2021-07-08 14:47:07.254303: W tensorflow/core/grappler/costs/op_level_cost_estimator.cc:689] Error in PredictCost() for the op: op: “Softmax” attr { key: “T” value { type: DT_FLOAT } } inputs { dtype: DT_FLOAT shape { unknown_rank: true } } device { type: “GPU” vendor: “NVIDIA” model: “NVIDIA Tesla T4” frequency: 1590 num_cores: 40 environment { key: “architecture” value: “7.5” } environment { key: “cuda” value: “11020” } environment { key: “cudnn” value: “8100” } num_registers: 65536 l1_cache_size: 24576 l2_cache_size: 4194304 shared_memory_size_per_multiprocessor: 65536 memory_size: 14476378112 bandwidth: 320064000 } outputs { dtype: DT_FLOAT shape { unknown_rank: true } }

2021-07-08 14:47:07.254996: W tensorflow/core/grappler/costs/op_level_cost_estimator.cc:689] Error in PredictCost() for the op: op: “Softmax” attr { key: “T” value { type: DT_FLOAT } } inputs { dtype: DT_FLOAT shape { unknown_rank: true } } device { type: “GPU” vendor: “NVIDIA” model: “NVIDIA Tesla T4” frequency: 1590 num_cores: 40 environment { key: “architecture” value: “7.5” } environment { key: “cuda” value: “11020” } environment { key: “cudnn” value: “8100” } num_registers: 65536 l1_cache_size: 24576 l2_cache_size: 4194304 shared_memory_size_per_multiprocessor: 65536 memory_size: 14476378112 bandwidth: 320064000 } outputs { dtype: DT_FLOAT shape { unknown_rank: true } }

2021-07-08 14:47:07.258484: W tensorflow/core/grappler/costs/op_level_cost_estimator.cc:689] Error in PredictCost() for the op: op: “Softmax” attr { key: “T” value { type: DT_FLOAT } } inputs { dtype: DT_FLOAT shape { unknown_rank: true } } device { type: “GPU” vendor: “NVIDIA” model: “NVIDIA Tesla T4” frequency: 1590 num_cores: 40 environment { key: “architecture” value: “7.5” } environment { key: “cuda” value: “11020” } environment { key: “cudnn” value: “8100” } num_registers: 65536 l1_cache_size: 24576 l2_cache_size: 4194304 shared_memory_size_per_multiprocessor: 65536 memory_size: 14476378112 bandwidth: 320064000 } outputs { dtype: DT_FLOAT shape { unknown_rank: true } }

2021-07-08 14:47:39.548000: I training.py:202] Evaluation predictions saved to 1.train_result/eval/predictions.txt.5000

Traceback (most recent call last):

File “/usr/local/bin/onmt-main”, line 8, in

sys.exit(main())

File “/usr/local/lib/python3.6/dist-packages/opennmt/bin/main.py”, line 326, in main

hvd=hvd,

File “/usr/local/lib/python3.6/dist-packages/opennmt/runner.py”, line 281, in train

moving_average_decay=train_config.get(“moving_average_decay”),

File “/usr/local/lib/python3.6/dist-packages/opennmt/training.py”, line 145, in call

evaluator, step, moving_average=moving_average

File “/usr/local/lib/python3.6/dist-packages/opennmt/training.py”, line 202, in _evaluate

evaluator(step)

File “/usr/local/lib/python3.6/dist-packages/opennmt/evaluation.py”, line 343, in call

score = scorer(self._labels_file, output_path)

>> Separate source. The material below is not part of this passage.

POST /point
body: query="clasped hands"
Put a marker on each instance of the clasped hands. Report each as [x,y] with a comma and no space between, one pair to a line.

File “/usr/local/lib/python3.6/dist-packages/opennmt/utils/scorers.py”, line 92, in call

bleu = sacrebleu.corpus_bleu(sys_stream, [ref_stream], force=True)

File “/usr/local/lib/python3.6/dist-packages/sacrebleu/compat.py”, line 36, in corpus_bleu

sys_stream, ref_streams, use_effective_order=use_effective_order)

File “/usr/local/lib/python3.6/dist-packages/sacrebleu/metrics/bleu.py”, line 286, in corpus_score

raise EOFError(“No valid references for a sentence!”)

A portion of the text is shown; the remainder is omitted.